According to Facebook, news content generally represents 4pc of what users view on their feeds. However, the instant and angered response to the block indicates that restricting access to this content can still have a dramatic impact.

Facebook made this controversial call in response to the expected implementation of the Australian news media bargaining code.

This code hopes to address a perceived imbalance between new publishers and platforms such as Google and Facebook. While both sites serve as an essential conduit directing readers to news websites, the vast viewership both Facebook and Google command has attracted advertisers away from media outlets themselves. Together, they account for more than 80pc of Australian digital advertising revenue, according to the Australian Competition and Consumer Commission.

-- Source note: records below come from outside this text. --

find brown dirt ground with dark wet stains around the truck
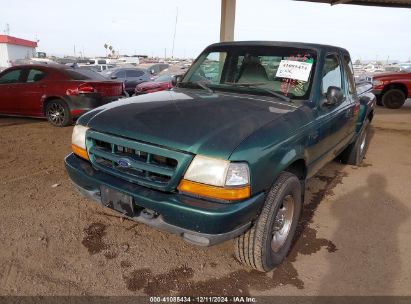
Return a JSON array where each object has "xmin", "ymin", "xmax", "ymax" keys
[{"xmin": 0, "ymin": 100, "xmax": 411, "ymax": 296}]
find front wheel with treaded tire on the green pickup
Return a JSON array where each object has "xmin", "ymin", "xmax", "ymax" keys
[{"xmin": 234, "ymin": 172, "xmax": 302, "ymax": 272}]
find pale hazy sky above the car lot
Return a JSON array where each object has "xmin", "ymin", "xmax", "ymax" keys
[{"xmin": 0, "ymin": 0, "xmax": 411, "ymax": 61}]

The proposed media bargaining code would force platforms such as Facebook and Google to pay Australian news businesses for content linked to, or featured, on their platforms.

Easton claimed the draft law “fundamentally misunderstands the relationship between our platform and publishers who use it to share news content”. He contended that it is the publishers that benefit most in their present relationship with Facebook. For Facebook, the business gain from news is minimal,” he added.

Easton argued that the code seeks to charge Facebook “for content it didn’t take or ask for”. This, he said, led Facebook to the decision to restrict its services across Australia “with a heavy heart”.

What Google did

Google, on the other hand, is taking steps towards compliance with the code. The search giant previously threatened to restrict its services in Australia in response to the bargaining code, though it appears to have softened its stance.

In recent weeks, the Alphabet-owned company has struck a number of deals with Australian publishers, the latest of which was announced yesterday with News Corp.

A three-year partnership between Google and News Corp will see its content made available through Google News Showcase, a new product Google has set out to build in partnership with publishers.

This deal will bring News Corp publications such as the Wall Street Journal, the New York Post, The Times and Sunday Times (UK), The Australian, Sky News and many local titles to Google News Showcase, which will present more than just search results and snippets to users. In return, Google has agreed to make “significant payments” to News Corp, according to the latter’s announcement.

The News Corp deal also includes the development of a subscription platform and the sharing of ad revenue, as well as support for the development of audio and video journalism.

Google has also signed a multimillion-dollar deal with Seven West Media, one of the biggest news publishers in Australia, while media company Nine Entertainment signed up for News Showcase for a reported $30m per year.

While these deals were not made under the auspices of the media bargaining code, it is expected that they will ensure no further need for arbitration between Google and these companies.